MANADOTRIBUNE.COM – Diskusi Ketenagakerjaan Sulawesi Utara yang diadakan Dinas Tenaga Kerja dan Transmigrasi Daerah (Disnakertrans) Sulawesi Utara, di Aula Disnakertrans Sulut, Rabu (10/09/2025), berlangsung tanpa kesimpulan dan rekomendasi ke Gubernur Sulut maupun pemerintah pusat.
‘’Kalau diskusi begini, hanya bicara-bicara tanpa kesimpulan dan rekomendasi. Harusnya ndak perlu digelar. Saya kira diskusi ini digelar hanya untuk dilaporkan ke Pak Gubernur bahwa pertemuan maupun demo di Kantor Gubernur oleh buruh lalu sudah ditindaklanjuti, ‘’ ujar Johanes George, Sekretaris FSP NIBA SPSI Sulawesi Utara kepada manadotribune.com, Rabu (1009/2025).

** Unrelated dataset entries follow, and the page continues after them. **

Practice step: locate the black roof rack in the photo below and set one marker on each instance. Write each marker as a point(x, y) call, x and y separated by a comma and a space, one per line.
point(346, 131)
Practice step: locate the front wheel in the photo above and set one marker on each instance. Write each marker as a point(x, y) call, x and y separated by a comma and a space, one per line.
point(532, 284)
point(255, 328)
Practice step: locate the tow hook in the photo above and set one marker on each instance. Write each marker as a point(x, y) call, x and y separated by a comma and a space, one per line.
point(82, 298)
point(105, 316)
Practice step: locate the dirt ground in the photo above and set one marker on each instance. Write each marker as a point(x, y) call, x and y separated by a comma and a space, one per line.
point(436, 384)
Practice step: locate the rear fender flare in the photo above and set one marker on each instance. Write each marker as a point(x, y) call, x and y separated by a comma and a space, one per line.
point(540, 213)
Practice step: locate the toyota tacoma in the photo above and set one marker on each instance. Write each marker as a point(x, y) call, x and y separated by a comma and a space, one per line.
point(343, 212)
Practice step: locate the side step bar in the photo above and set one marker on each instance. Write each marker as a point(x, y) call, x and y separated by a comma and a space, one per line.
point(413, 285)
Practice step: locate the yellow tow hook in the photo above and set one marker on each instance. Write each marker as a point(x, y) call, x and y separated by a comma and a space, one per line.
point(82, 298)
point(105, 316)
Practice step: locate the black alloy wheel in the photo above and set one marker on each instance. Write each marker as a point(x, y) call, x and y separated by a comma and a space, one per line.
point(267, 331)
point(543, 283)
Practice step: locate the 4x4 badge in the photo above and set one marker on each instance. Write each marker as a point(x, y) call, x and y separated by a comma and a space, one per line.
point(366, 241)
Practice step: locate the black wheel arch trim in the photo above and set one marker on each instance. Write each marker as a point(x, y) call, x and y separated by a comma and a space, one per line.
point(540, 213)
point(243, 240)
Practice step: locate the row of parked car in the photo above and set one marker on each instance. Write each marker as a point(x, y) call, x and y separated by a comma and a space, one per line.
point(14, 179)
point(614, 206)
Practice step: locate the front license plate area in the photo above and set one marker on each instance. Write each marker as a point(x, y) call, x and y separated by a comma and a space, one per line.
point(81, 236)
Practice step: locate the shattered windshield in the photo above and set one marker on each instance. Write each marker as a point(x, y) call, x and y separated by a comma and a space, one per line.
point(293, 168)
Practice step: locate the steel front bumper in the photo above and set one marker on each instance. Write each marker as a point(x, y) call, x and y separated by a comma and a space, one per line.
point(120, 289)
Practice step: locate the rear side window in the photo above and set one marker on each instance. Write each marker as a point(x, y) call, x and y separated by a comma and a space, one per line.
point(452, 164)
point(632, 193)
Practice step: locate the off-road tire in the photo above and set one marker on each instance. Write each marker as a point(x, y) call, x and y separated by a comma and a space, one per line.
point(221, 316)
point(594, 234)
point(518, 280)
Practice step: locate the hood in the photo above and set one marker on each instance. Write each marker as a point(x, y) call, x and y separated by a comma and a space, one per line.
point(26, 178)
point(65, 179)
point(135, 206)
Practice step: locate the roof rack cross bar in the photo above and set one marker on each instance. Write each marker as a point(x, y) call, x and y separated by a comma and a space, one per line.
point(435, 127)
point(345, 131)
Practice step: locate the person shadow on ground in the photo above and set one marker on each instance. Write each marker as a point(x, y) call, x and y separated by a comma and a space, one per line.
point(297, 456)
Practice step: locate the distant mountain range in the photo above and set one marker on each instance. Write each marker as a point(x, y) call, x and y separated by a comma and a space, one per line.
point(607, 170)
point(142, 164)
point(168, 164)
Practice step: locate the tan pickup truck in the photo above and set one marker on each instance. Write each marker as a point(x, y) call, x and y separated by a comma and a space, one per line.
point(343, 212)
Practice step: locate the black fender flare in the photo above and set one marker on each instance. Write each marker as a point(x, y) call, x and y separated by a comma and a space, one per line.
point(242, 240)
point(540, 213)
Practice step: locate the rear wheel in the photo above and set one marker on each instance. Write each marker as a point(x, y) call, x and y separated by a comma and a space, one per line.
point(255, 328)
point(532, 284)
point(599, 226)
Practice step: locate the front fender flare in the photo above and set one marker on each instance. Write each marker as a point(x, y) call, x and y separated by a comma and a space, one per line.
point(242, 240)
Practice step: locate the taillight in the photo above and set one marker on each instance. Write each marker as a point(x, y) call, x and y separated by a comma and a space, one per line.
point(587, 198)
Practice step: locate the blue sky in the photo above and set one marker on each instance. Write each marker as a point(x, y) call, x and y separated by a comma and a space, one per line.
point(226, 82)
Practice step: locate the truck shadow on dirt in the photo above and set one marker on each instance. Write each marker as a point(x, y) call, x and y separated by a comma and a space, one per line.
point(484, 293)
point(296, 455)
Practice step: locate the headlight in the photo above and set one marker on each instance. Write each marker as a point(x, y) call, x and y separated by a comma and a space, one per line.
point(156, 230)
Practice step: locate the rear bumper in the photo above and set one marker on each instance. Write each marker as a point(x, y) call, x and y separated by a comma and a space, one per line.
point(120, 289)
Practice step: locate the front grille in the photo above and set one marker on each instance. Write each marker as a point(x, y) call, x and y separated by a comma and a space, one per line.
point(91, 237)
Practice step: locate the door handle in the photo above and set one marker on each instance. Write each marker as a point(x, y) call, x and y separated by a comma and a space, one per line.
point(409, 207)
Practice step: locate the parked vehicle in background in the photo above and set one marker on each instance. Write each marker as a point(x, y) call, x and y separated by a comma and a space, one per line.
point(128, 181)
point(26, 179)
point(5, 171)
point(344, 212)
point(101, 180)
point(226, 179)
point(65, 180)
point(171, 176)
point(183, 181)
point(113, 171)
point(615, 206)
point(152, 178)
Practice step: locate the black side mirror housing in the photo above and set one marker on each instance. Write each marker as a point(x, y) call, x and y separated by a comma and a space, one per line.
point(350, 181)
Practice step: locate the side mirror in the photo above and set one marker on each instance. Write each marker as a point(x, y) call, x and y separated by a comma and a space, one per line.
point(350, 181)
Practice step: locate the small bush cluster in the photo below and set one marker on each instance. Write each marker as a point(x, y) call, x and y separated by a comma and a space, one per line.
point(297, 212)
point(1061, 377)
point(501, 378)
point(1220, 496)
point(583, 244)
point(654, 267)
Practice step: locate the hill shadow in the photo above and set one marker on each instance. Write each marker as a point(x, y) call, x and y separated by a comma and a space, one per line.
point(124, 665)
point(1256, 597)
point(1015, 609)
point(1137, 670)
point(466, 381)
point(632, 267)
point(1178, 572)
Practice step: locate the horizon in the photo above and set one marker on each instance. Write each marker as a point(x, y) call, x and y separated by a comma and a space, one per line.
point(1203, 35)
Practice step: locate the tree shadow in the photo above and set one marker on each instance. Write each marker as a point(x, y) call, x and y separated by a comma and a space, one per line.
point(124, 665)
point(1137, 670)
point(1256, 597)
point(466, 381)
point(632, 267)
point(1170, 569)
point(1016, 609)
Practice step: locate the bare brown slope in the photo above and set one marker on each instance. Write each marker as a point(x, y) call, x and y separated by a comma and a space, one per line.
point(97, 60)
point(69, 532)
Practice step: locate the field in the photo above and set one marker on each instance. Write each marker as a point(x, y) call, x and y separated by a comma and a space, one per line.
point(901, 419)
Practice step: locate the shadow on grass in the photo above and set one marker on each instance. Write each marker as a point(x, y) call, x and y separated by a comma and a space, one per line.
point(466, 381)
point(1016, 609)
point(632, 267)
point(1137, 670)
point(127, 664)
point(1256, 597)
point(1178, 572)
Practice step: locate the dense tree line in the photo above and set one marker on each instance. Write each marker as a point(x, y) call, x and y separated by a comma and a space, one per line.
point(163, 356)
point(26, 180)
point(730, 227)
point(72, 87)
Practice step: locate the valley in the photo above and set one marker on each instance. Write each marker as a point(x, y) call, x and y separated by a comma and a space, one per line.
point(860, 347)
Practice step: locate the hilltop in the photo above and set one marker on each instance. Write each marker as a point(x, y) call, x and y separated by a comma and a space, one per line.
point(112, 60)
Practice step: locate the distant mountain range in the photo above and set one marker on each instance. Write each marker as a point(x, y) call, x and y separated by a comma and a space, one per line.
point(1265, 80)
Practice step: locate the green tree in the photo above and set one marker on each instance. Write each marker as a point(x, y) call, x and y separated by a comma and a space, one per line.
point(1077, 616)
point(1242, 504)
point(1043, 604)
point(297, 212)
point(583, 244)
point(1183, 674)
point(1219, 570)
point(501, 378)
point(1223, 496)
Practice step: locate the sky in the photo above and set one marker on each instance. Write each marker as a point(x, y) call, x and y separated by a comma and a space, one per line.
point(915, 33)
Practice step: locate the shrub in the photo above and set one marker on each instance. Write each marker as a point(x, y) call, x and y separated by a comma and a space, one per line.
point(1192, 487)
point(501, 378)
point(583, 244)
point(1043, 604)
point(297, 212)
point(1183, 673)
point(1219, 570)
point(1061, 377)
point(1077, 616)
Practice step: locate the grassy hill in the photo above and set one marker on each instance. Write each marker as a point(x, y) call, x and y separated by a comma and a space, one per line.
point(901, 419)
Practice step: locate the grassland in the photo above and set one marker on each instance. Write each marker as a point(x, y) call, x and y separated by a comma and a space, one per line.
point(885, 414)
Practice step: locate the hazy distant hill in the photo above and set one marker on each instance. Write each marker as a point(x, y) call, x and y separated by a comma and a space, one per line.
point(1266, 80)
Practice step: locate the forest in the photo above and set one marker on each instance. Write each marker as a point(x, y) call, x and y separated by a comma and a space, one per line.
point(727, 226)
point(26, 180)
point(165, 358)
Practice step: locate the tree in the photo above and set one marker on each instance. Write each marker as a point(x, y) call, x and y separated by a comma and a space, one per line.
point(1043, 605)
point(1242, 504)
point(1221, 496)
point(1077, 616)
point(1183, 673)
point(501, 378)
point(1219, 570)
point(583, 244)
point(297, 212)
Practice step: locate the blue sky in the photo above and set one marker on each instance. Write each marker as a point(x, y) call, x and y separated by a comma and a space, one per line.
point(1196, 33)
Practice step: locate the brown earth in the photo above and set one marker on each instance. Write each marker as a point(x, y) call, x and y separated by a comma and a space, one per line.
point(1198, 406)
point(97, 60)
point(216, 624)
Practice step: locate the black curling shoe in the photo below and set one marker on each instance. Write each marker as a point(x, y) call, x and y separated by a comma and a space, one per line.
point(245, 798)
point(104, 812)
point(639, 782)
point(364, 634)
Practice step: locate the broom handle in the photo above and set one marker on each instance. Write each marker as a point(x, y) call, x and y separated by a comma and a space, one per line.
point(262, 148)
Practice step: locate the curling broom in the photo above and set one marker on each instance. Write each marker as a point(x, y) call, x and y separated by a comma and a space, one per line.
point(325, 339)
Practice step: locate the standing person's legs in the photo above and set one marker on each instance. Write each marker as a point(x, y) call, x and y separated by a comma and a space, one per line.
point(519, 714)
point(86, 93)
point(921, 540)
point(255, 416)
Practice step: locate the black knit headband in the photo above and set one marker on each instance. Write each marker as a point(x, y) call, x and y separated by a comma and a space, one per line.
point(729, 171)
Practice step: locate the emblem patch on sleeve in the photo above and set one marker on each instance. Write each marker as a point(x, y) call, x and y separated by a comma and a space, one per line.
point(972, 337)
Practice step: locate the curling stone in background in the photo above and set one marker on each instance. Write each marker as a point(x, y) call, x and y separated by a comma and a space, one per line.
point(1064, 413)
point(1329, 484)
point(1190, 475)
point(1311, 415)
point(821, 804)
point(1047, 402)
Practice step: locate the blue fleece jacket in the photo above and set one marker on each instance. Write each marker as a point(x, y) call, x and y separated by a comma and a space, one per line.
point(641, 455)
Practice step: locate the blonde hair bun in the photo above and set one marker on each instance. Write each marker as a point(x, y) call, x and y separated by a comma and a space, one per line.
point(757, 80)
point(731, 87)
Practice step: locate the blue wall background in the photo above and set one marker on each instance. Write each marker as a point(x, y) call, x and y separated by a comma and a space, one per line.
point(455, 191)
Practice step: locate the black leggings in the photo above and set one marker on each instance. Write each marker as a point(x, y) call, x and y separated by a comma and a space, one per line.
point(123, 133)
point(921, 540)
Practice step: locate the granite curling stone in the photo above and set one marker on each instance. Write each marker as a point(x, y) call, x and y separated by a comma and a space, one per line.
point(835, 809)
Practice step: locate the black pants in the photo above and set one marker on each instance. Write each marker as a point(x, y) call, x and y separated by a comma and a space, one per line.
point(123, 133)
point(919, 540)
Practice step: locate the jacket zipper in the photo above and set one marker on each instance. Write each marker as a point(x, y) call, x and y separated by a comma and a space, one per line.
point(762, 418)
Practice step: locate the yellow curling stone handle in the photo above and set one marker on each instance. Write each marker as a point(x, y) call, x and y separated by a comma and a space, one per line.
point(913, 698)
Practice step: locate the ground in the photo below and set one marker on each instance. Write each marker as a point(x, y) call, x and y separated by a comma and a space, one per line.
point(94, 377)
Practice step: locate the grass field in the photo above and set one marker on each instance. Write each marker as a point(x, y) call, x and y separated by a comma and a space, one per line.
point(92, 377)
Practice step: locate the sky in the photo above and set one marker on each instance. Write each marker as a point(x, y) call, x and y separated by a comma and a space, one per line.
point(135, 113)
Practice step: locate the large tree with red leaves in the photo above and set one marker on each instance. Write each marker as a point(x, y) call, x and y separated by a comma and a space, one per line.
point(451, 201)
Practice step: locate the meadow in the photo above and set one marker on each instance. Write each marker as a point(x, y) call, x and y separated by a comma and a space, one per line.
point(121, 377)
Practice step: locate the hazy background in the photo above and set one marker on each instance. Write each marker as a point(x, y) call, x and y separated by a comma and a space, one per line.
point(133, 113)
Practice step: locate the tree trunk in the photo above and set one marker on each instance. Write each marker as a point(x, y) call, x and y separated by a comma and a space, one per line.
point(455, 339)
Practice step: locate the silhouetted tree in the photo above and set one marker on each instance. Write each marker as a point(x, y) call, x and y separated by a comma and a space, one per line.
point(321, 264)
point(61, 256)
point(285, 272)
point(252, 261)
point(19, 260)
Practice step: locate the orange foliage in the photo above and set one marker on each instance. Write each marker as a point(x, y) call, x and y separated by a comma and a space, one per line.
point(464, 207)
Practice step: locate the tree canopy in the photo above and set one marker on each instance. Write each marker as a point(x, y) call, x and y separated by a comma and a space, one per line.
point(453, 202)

Johanes menyayangkan akhir diskusi yang tanpa poin-poin rekomendasi ke Gubernur Sulut maupun Pemerintah Pusat. Kemudian penjelasan Staf Khusus Tenaga Kerja, tidak spesifik ke persoalan buruh. ‘’Ini mengesankan Staf Khusus Tenaga Kerja tidak memahami persoaan buruh/pekerja di Sulut. Sehingga tidak bisa memberikan solusi, ‘’ ujarnya.
Hal senada diutarakan Ketua FSP PPMI SPSI Sulut, Aswin Lumintang.
Dia pun menyorot Kadisnakertrans Sulut yang beralasan pihaknya selama ini tidak bisa optimal mengawasi kasus-kasus ketenagakerjaan di daerah ini. Apalagi mengawasi perusahaan nakal , sehingga banyak buruh/pekerja menjadi korban, tidak mendapatkan hak-haknya secara adil dan layak.
‘’Itu alasannya karena keterbatasan personel dan dana. Alasan klasik seperti ini harusnya tidak keluar dari seorang Kepala Dinas, ‘’ ujar Aswin tegas.
Beberapa penanya lainnya yakni, Ketua Korwil KSBSI Sulut; Lucky Sanger yang menyentil adanya bantuan Pemprov Sulut melalui Disnakertrans Sulut ke organisasi buruh yaitu serikat maupun federasi.
Hadir dan ikut memberikan masukan dan saran terkait persoalan buruh di Sulut antara lain; Ketua FSP NIBA SPSI Sulut; Tommy Sampelan dan beberapa aktivis buruh lainnya yakni; Jack Andalangi, Romel Sondakh, Max Bawotong, John Pade dan lainnya.
Diskusi ini dipandu sekaligus dipimpin Kadisnakertrans Sulut, Rahel Ruth Rotinsulu, S.STP, M.Si, didampingi Staf Khusus Gubernur Bidang Tenaga Kerja, Giovany Paulus Kaunang dan perwakilan Desk Ketenagakerjaan Polda Sulut.
Sedangkan peserta diskusi perwakilan Serikat Buruh dan stakeholder lainnya.